The framework explicitly considers agent error typologies, such as error propagation in multi-step section reconstruction, and identifies current LLM/agent weaknesses in handling deep domain-specific reasoning and in grounding factually consistent numerical evidence.
Implications and Future Trajectory
PaperRecon establishes the validity and necessity of section-level, claim-grounded comparative evaluation for agentic scientific writing. The dual-axis decomposition of metrics offers clear utility for triaging agent design trade-offs, model selection, and future research on hallucination-elimination. Results reveal that advances in language agent capabilities currently incur nontrivial, and often subtle, risks for factual distortion—a contradiction to the intuition that increased model size and fluency necessarily improve reliability.

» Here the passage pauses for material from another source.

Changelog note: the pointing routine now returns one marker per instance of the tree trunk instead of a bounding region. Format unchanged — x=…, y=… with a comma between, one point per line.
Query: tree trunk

Practical implications are direct: a shift is mandated from acceptance-focused or "reviewer fooling" protocols to granular, source-grounded measurement for review-automation, publishing acceptance, and real-world agent deployment. The approach creates a testbed for the future integration of agent teams, iterative retrieval, and human-in-the-loop protocols. The limitations of fixed resource provision and the challenges of style-diversity and cross-field generalization further motivate investigations into more robust, adaptive evaluation mechanisms and the integration of retrieval/verification augmentation—both to reduce hallucination rates and to extend to settings with greater diversity of writing style and structure.
Conclusion
PaperRecon provides a rigorous, orthogonally decomposed framework for the systematic evaluation of AI-driven scientific paper generation, with strong empirical evidence establishing its discriminative validity and actionable insights into the trade-off between presentation quality and factual reliability (2604.01128). The findings call for continuous methodological refinement as agent systems become increasingly embedded in science automation workflows and highlight the enduring necessity for robust, transparent, source-grounded benchmarks in AI scientific writing.